目的:目前市面上的活動計量計僅能以加速度大小和步數計算使用者的身體活動量，對於步態相似但是消耗能量不同的動作 (如：上下樓梯、斜坡、平地行走），則可能產生估算的誤差，因此，本研究希望能透過加速規與陀螺儀感測器進行樓梯、斜坡與平地行走的動作判讀，未來協助提升活動計量計的準確度。方法:本研究共招募30位健康受試者，將感測器固定於左腳腳踝外側鞋面，於上下樓梯(兩種階高)、上下斜坡，以及平地行走各收取三筆資料，所有資料進行10 Hz低通濾波，步態分期後擷取著地期和離地期特徵點的角速度與加速度值繪製散佈圖，再以單因子變異數分析探討七種動作之間的差異性，找出不同動作間判讀的參數依據以及進行動作判讀時最有效率的軸向。結果:著地期的陀螺儀y軸（腳踝蹠屈/背屈角速度）在七種動作間的訊號分佈差異較為明顯，僅有下坡與平地走、上坡與上樓梯，以及上樓梯（低階）與上樓梯（高階）之間無顯著差異，其他組別間的差異性均達顯著。著地期踝關節特徵點的蹠屈/背屈角速度在下樓梯時，兩種階高之間有顯著差異，但上樓梯時差異則未達顯著，另外，不同階高的下樓梯踝關節角速度都和上樓梯有顯著差異。結論:腳踝的蹠屈/背屈角速度在判讀不同地形步行活動時，最能夠作為判讀依據。

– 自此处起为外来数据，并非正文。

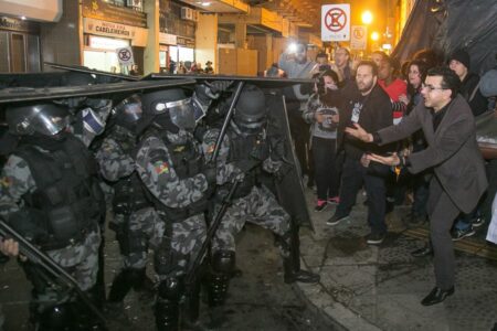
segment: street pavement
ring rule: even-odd
[[[414,258],[410,252],[423,245],[426,226],[406,228],[400,221],[406,206],[388,218],[389,235],[380,246],[366,244],[363,196],[358,195],[351,217],[337,226],[326,225],[335,206],[313,211],[315,194],[306,191],[315,232],[302,228],[303,266],[319,273],[317,285],[285,285],[271,233],[248,225],[237,242],[240,277],[232,280],[222,309],[223,323],[210,324],[201,306],[200,321],[187,330],[491,330],[497,321],[497,249],[483,239],[486,225],[458,242],[455,295],[443,303],[423,307],[420,301],[435,284],[431,257]],[[112,232],[106,241],[106,281],[110,285],[120,258]],[[151,265],[148,268],[152,274]],[[29,282],[14,260],[0,271],[3,330],[29,330]],[[125,316],[110,330],[155,330],[152,298],[130,292]]]
[[[307,190],[309,206],[315,199]],[[409,207],[400,206],[387,217],[383,244],[367,245],[363,200],[359,194],[351,217],[337,226],[325,223],[335,206],[311,212],[316,231],[303,232],[302,253],[321,281],[299,285],[304,297],[348,330],[491,330],[497,322],[497,250],[484,241],[488,225],[456,244],[455,295],[423,307],[421,300],[435,285],[432,257],[415,258],[410,252],[423,246],[426,225],[406,228],[400,220]]]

Purpose: Nowadays, we used digital sensors to calculate energy consumption only by the value of acceleration and the numbers of step. These methods might not be accurate with similar movements. Therefore, this study was designed to use accelerometer and gyro to recognize ascending and descending stairs as well as uphill, downhill, and level walking. Method: This study included 30 healthy subjects. The sensor was stabilized outside the shoe at left ankle. Subjects were asked to perform 7 movements including ascending/descending stairs (two different stairs), uphill, downhill, and level walking. All the accelerometer and gyro data were smoothed by a 10 Hz low-pass filter. One-way ANOVA was used to determine the difference among movements. Result: The angular velocity of ankle dorsi/plantar flexion at heel contact showed significant difference among the 7 movements, only downhill and level walking, uphill and upstairs, as well as upstairs (low) and upstairs (high) showed no significant difference. Therefore, the angular velocity of ankle dorsi/plantar flexion should be the indicator to determine activities on different landforms.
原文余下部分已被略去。